One more nugget gleams from a linear regression model: the **F-statistic**. That statistic compares your model to a model that has no predictors. The stripped-down model relies only on the average of the response variable (for us, the average number of private practice lawyers in a state).

Stated differently, the F-test statistic is a ratio: the top of the ratio (the numerator) is the variance in the estimated response variables explained by your model’s predictor variables. That figure is divided by bottom of the ratio (the denominator), the variance of the stripped-down model. This is not quite correct, because the F-statistic also takes account of degrees of freedom, but it is close enough for us.

Each combination of an F-test statistic and an arbitrary number of degrees of freedom corresponds to a p-value. The statistic and its p-value are to the overall regression model much the same as the **t-statistic** and its p-value are to each coefficient estimate. However, while each t-statistic value is associated with a specific p-value, the F-test statistic p-value depends on both the test statistic and the number of degrees of freedom. The fewer the degrees of freedom, the higher the F-test statistic needs to be in order to return the same p-value.

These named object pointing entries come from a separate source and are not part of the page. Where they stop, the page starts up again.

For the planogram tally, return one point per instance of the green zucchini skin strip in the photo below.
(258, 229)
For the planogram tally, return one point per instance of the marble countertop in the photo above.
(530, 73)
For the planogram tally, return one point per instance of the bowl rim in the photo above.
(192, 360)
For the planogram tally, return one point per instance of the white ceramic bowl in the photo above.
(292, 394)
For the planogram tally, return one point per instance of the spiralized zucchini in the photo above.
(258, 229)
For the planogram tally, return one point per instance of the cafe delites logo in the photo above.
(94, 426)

If an F-test statistic is statistically significant, it implies that all the predictor variables together explain the response variable to a degree you can rely on in the eyes of a statistician.

While another statistic we wrote about, R-squared, estimates the strength of the relationship between your model’s predictors and the response variable, it does not provide a formal **hypothesis test** for the relationship, a core statistical concept which we will consider later. The F-test statistic does so. If the p-value for the F-test statistic is less than your significance level, such as 0.05, you can conclude that R-squared is statistically significantly different from zero.

With a model that uses only two predictor variables (we used companies with fewer than 500 employees and total enrollment in top-100 law schools), the F-test statistic is highly significant because its p-value falls much less than 0.05. We can be quite confident that the model explains the variability of the dependent variable (practicing lawyers) around its average far better than using just the average itself.